Cuando una obra literaria o teatral es llevada a la pantalla grande por deseo -o capricho- de un director, suele derivar en una película que no logra trascender como él hubiera querido.

El teatro y el cine, a diferencia de las demás artes, son los principales representantes del discurso audiovisual. Asimismo sus capacidades narrativas y expresivas las hacen sutilmente atractivas y preponderantes. A pesar de todo argumento en contra, las interrelaciones en ambas disciplinas permiten ampliar la virtualidad y la goma de exquisitez que busca el espectador.

Cuando el cine era relativamente nuevo, la mayoría de las películas de la época estaban basadas en obras teatrales. La industria era semejante a la actual. El productor con pocos recursos no se podía arriesgar en levantar un proyecto no probado anteriormente. Obras de Shakespeare, Orson Welles, Jerome Robbins y Robert Wise fueron las primeras en adaptarse a una sala de cine.

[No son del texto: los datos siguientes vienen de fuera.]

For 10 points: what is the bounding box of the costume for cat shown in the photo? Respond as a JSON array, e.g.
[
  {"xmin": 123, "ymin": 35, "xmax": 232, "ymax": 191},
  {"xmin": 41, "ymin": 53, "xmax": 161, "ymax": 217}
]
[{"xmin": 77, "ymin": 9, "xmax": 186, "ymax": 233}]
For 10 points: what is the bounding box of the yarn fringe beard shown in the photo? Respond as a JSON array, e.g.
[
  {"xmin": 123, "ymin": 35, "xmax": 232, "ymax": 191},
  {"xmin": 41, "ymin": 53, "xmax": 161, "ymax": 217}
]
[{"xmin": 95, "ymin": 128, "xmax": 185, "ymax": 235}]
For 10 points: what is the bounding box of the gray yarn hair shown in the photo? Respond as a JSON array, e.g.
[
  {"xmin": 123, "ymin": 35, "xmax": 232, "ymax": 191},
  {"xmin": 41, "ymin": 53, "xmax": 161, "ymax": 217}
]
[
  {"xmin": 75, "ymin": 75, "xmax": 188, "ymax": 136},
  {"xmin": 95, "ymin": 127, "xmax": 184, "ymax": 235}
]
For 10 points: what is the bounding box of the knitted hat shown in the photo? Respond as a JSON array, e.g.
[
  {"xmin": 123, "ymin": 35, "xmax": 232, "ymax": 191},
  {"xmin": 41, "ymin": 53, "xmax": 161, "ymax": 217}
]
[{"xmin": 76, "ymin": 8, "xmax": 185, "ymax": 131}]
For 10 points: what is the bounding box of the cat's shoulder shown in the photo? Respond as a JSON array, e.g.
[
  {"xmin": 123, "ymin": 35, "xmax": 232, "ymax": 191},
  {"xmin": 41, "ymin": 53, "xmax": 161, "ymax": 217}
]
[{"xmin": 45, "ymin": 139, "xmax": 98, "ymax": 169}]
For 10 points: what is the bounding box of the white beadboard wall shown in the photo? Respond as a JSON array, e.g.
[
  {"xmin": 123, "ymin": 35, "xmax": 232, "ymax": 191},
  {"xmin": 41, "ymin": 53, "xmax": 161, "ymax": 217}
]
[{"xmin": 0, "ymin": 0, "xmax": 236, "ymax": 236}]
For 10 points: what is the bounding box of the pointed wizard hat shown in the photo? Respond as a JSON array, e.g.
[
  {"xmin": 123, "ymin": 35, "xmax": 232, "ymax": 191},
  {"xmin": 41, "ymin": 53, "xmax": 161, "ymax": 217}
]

Después de varias décadas, las cintas basadas en historias del pasado, fueron y seguirán siendo un componente común del augurio de los cinéfilos. Basta con echarle un vistazo a la lista oficial de nominaciones a los premios Oscar de esta edición. Una gran parte de la selección connotaba el deseo de mirar en el cine clásico y por las tramas estremecedoras que nos hacen llorar al filo de la butaca. 

La película canadiense, “Señor Lazhar”, del cineasta Philippe Falardeau sorprendió en la categoría de Mejor Película Extranjera, por ofrecer una admirable reflexión sobre la vida, el amor y la libre transmisión de la enseñanza. La historia original basada en la obra Bashir Lazhar de la dramaturga Évelyne de la Chenelière, llegaba a la categoría como ganadora en el Toronto Film Festival, Locarno Film Festival y de la Selección Oficial de Sundance. Una vez más, se demostraría que el teatro y el cine pueden relacionarse para ofrecerle calidad al público, sin importar de donde provenga.

El teatro así como la novela, sigue y seguirá siendo una fuente inspiración para los guionistas. Al fin y acabo la industria cinematográfica sobrevive gracias al desarrollo de los argumentos, al producto del trabajo y a la autocrítica de tener una buena idea y saber cómo aprovecharla.